“Dirty South” is an expression that endearingly refers to the southern part of the United States—from Virginia to Florida, Texas, and the states in between—whose Black traditions and artistic expressions have shaped the culture of the region and the nation. The term describes an identity born out of the southern landscape and its agriculture as well as its diverse mix of races, ethnicities, practices, rituals, and beliefs—a flavorful amalgamation of African, European, Indiginous American, and Caribbean influences. The cultural, spiritual, and artistic practices passed down from enslaved Africans, in particular, figure prominently for their role in shaping regional and national identity and expression.
“The South’s got somethin’ to say!”
—André 3000
Those African American contributions, which flourished for centuries, had been largely recessed after the civil rights era. However in the 1990s hip-hop culture lifted them up, evoking not only the term but also a reverence for the Dirty South—giving the region, the culture, and the people their due. The encompassing term frames southern hip-hop that is infused with a more melodic style and with tempos and lyrical expressions rooted in soul, gospel, and funk. In a validating and thought-provoking declaration at the 1995 Source Awards, when the Atlanta duo known as OutKast won “Best New Rap Group,” André 3000—as he accepted the award amid boos from his East Coast and West Coast peers—famously proclaimed, “The South’s got somethin’ to say!”
According to Valerie Cassel Oliver, VMFA’s Sydney and Frances Lewis Family Curator of Modern and Contemporary Art, that proclamation resonated beyond hip-hop: “And it just begins to open the flood gates . . . to begin to really think and to meditate on the South as a site, as a source for inspiration, as a source from which we’re all drawing from.”
Cassel Oliver curated The Dirty South: Contemporary Art, Material Culture, and the Sonic Impulse, VMFA’s groundbreaking art exhibition that investigates southern Black culture’s influences on American art, music, and other forms of cultural expression. While the exhibition, which opens May 22, 2021, focuses on the past 100 years, it acknowledges centuries of artistic contribution and influence. And as Cassel Oliver explains, “It is that persistence of traditions that evolve with each successive generation. . . . While it comes out of an African American expression, it really frames our collective expression.”
“. . . the South as a site,
as a source for inspiration,
as a source from which
we’re all drawing from.”—Valerie Cassel Oliver
The exhibition speaks to the complexities of cultural influence and the numerous tributaries that pour into a collective identity. One of the exhibition’s thought-provoking and poignant works, Caspera (below), an inkjet print by RaMell Ross, profoundly embodies the exhibition’s three themes, which Cassel Oliver identifies as prevailing references to the landscape, the Black body, and belief systems. This striking print, which suggests a union of physical and spiritual realms, captures the soil’s rich color and texture, partially exposed youthful skin belonging to an otherwise cloaked body, bare feet on clay, and an almost ghostly shroud. Ross, a visual artist based in Alabama and Rhode Island, is also a filmmaker and writer. He seeks to untangle the “myth of blackness” at the root of Southern lore. With this shrouded figure, he points to human lives made invisible and delivers visibility and agency for the communities of the African American South.

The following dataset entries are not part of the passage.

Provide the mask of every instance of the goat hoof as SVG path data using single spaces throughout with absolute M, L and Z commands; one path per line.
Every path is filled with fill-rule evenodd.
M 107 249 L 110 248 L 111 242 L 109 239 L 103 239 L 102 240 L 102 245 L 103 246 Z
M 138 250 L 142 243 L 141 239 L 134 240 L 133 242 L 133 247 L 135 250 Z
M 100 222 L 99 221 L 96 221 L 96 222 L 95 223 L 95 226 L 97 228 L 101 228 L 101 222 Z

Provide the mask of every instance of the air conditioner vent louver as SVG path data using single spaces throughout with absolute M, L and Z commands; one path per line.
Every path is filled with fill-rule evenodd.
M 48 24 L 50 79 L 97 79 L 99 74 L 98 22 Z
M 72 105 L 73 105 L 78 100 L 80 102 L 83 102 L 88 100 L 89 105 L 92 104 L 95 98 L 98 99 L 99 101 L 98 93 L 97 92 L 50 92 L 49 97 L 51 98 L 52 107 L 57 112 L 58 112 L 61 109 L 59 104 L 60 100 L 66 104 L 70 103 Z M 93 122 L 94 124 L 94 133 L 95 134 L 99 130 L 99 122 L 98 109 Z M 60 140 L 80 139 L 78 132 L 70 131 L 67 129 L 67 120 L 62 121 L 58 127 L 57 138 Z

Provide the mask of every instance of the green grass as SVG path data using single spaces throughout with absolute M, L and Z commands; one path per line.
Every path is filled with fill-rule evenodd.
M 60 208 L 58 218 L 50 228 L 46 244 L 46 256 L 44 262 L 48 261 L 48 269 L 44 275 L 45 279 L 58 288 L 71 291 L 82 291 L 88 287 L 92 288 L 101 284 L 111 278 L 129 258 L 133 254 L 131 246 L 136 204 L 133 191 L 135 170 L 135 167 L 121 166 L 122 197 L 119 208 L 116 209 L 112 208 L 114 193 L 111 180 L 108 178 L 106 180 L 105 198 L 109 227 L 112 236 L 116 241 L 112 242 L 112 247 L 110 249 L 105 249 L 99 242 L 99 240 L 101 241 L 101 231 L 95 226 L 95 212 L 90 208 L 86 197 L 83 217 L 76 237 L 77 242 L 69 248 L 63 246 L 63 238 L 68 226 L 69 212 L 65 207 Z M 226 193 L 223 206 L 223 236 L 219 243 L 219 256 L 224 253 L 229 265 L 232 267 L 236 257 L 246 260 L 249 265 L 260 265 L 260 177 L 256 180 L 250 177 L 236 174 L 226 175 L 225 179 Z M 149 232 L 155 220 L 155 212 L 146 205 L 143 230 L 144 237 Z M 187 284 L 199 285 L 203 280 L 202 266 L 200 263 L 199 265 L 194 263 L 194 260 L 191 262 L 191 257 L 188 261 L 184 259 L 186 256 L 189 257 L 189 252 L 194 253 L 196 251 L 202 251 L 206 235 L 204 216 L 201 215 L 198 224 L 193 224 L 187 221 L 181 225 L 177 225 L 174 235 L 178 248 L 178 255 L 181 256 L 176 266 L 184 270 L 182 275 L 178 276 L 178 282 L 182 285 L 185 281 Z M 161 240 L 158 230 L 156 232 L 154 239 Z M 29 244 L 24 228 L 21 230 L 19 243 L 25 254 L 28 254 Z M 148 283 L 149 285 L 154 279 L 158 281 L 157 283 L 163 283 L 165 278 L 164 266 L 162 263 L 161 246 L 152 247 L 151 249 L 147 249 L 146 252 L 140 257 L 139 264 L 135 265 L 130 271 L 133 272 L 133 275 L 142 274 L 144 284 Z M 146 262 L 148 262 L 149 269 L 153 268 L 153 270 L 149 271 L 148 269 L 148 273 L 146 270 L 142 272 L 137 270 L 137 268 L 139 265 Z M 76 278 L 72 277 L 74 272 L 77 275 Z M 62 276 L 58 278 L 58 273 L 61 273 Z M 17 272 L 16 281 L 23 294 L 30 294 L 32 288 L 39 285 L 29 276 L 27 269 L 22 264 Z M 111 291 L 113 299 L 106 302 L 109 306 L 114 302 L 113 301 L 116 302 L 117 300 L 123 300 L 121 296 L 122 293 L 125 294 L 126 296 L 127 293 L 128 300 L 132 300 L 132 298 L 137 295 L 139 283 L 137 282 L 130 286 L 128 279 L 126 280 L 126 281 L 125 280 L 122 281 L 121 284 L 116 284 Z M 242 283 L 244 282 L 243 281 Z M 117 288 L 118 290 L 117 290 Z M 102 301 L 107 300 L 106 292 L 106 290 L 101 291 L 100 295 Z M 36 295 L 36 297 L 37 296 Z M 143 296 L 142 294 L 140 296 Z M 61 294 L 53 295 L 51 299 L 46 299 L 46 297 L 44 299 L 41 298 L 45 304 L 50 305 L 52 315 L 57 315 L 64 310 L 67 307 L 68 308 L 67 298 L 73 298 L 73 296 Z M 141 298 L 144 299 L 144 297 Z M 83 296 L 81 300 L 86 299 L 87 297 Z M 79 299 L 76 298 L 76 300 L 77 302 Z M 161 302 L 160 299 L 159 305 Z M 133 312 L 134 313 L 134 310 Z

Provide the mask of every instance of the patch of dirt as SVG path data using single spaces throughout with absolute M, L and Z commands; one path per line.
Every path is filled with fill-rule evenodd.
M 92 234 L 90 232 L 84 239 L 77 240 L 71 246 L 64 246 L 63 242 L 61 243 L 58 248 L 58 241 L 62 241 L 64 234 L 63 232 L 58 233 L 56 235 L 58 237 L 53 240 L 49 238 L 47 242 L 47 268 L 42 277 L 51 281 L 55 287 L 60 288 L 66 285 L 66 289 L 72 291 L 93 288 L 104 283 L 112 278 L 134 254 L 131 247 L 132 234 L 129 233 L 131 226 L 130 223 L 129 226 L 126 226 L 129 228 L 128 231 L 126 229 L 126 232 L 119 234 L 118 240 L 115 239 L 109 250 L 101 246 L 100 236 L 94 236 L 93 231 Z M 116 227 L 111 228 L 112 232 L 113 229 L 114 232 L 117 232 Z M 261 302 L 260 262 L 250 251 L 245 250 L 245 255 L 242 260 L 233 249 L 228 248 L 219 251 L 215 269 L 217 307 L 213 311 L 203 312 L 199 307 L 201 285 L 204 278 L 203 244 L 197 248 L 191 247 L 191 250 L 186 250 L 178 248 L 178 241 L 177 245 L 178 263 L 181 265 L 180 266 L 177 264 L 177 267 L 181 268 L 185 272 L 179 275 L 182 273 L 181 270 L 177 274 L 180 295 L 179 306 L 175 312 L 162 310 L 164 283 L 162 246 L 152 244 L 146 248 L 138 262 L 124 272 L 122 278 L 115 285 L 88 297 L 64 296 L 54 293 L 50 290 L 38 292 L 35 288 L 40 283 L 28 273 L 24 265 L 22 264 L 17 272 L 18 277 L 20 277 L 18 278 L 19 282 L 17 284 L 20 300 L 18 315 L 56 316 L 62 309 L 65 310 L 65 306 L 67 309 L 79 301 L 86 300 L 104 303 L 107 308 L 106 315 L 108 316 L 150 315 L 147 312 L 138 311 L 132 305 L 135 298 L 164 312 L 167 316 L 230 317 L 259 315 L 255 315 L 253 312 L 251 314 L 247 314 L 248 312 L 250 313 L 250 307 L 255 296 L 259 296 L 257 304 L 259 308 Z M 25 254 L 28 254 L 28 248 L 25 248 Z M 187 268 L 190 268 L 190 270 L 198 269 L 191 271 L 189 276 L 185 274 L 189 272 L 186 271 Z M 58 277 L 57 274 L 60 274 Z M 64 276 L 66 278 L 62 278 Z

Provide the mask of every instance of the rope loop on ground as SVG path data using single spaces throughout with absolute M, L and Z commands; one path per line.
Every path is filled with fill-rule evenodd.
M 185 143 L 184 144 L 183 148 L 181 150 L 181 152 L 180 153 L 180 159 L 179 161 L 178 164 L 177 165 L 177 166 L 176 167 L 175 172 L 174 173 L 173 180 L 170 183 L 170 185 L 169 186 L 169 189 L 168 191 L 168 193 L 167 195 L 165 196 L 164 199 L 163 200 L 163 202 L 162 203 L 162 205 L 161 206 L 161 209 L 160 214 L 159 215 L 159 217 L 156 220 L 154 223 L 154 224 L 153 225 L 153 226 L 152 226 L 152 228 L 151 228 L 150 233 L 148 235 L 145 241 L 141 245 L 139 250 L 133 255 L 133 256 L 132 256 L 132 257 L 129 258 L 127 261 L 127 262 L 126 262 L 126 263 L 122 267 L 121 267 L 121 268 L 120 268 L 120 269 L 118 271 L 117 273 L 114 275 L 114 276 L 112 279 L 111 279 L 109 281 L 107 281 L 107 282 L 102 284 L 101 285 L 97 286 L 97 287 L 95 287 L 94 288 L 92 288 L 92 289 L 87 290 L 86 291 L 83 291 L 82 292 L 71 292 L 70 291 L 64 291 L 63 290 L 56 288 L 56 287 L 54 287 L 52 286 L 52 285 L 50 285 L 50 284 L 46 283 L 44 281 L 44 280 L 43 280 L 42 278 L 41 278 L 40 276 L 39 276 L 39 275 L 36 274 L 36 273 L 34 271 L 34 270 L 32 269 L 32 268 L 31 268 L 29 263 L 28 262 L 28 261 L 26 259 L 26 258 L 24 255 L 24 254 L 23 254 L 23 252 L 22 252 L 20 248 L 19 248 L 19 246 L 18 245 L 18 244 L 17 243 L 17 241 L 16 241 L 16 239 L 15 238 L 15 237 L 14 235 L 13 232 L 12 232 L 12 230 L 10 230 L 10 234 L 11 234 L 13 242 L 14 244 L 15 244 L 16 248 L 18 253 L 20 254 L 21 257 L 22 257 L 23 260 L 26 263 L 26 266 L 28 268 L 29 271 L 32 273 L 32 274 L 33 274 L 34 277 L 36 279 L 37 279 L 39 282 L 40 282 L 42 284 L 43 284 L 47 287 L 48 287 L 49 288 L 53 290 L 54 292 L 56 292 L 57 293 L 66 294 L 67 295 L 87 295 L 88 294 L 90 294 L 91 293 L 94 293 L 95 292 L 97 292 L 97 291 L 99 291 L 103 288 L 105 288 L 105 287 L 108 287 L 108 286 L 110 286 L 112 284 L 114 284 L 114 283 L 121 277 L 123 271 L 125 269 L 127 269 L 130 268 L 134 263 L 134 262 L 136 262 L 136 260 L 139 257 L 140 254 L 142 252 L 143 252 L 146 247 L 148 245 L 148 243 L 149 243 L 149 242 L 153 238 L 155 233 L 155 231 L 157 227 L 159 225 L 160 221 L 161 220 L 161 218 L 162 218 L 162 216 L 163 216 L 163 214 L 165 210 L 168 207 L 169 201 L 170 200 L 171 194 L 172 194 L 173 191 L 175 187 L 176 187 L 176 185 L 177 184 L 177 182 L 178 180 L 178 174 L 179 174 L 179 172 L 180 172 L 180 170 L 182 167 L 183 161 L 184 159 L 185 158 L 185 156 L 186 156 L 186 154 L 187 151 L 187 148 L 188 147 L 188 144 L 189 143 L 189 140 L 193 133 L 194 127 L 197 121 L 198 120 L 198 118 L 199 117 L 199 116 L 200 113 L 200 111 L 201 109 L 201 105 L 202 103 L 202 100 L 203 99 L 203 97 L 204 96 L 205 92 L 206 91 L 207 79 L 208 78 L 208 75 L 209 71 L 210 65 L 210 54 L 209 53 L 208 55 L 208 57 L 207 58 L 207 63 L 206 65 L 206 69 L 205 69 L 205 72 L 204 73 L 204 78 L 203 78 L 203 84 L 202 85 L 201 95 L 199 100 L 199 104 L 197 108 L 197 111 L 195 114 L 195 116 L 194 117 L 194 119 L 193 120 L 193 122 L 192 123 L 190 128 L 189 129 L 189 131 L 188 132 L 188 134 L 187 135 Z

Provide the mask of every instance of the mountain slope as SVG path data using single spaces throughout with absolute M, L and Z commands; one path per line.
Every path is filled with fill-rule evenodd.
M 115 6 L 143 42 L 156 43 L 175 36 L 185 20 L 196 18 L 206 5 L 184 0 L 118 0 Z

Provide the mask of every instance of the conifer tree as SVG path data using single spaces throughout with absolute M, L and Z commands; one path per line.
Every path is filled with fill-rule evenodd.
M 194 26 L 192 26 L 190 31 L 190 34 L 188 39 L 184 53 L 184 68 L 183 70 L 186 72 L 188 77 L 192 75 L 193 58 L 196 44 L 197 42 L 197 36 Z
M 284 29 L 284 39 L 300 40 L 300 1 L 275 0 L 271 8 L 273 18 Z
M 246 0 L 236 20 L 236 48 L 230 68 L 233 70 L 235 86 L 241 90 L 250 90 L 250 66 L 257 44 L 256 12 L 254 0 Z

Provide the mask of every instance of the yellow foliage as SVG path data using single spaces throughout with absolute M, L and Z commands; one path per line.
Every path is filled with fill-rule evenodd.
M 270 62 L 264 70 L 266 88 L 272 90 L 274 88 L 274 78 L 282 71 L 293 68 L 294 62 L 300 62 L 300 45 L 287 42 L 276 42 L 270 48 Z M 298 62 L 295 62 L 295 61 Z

There are more than 140 works on view in the exhibition, representing a range of artists, generations, and media. Paintings, prints, sculpture, photography, video, and film, as well as sound and large-scale installations display the influences of Black culture as a force that extends beyond the region to affect the broader artistic and cultural movement of American modernism. Highlights include Asterisks in Dockery (above), which is a large-scale vinyl installation you can enter, and the 14-foot-high Coronation Theme (below), which is an assembly of speakers shaped like Atlanta’s historic Ebenezer Baptist Church and plays organ music, sermons, songs, prayers, and protests.
While concentrating on visual art, the exhibition’s study also traces the sonic roots of southern hip-hop, beginning with blues. Personal possessions of music icons from Bo Diddley to Cee Lo Green and other objects of material culture add an innovative dimension to the exhibition’s story. The experience extends beyond gallery walls to include a SLAB vehicle in the museum’s Cochrane Atrium; a sonic work by John Sims titled Afro-Dixie Remixes in the Confederate Memorial Chapel on the museum’s grounds; and an installation by Paul Rucker titled Storm in Time of Shelter in VMFA’s Mellon Gallery. As of April 24, the latter two works can be seen in advance of the exhibition’s opening. At the end of the exhibition’s main galleries, visitors will encounter an interactive space for exploring six geographical areas, or “epicenters,” of influence and samples of various genres of music. The Dirty South promises an immersive, multimedia art experience as rich as its name.